Upaya memperluas edukasi tersebut sejalan dengan terus bertambahnya jumlah investor di Jawa Tengah. Berdasarkan data Kustodian Sentral Efek Indonesia (KSEI), jumlah investor di Kota Semarang kini mencapai 198.180 Single Investor Identification (SID). Angka itu menempatkan Kota Semarang sebagai daerah dengan jumlah investor terbanyak di Jawa Tengah, disusul Kabupaten Banyumas, Kabupaten Cilacap, Kabupaten Tegal, Kabupaten Kudus, dan sejumlah daerah lainnya.

Di tengah pertumbuhan jumlah investor, kondisi pasar saham masih menghadapi tantangan.
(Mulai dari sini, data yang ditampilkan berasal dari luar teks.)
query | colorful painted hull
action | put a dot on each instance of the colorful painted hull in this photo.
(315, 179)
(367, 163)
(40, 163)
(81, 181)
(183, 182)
Fanny menjelaskan, Indeks Harga Saham Gabungan (IHSG) saat ini berada di kisaran 6.231. Meski demikian, dibandingkan pekan sebelumnya indeks mulai menunjukkan penguatan yang didorong sejumlah sentimen positif.

Menurutnya, kenaikan tersebut dipengaruhi oleh penurunan suku bunga sebesar 25 basis poin, aksi buyback saham oleh sejumlah emiten BUMN, serta meredanya ketegangan geopolitik setelah tercapainya kesepakatan damai antara Amerika Serikat dan Iran.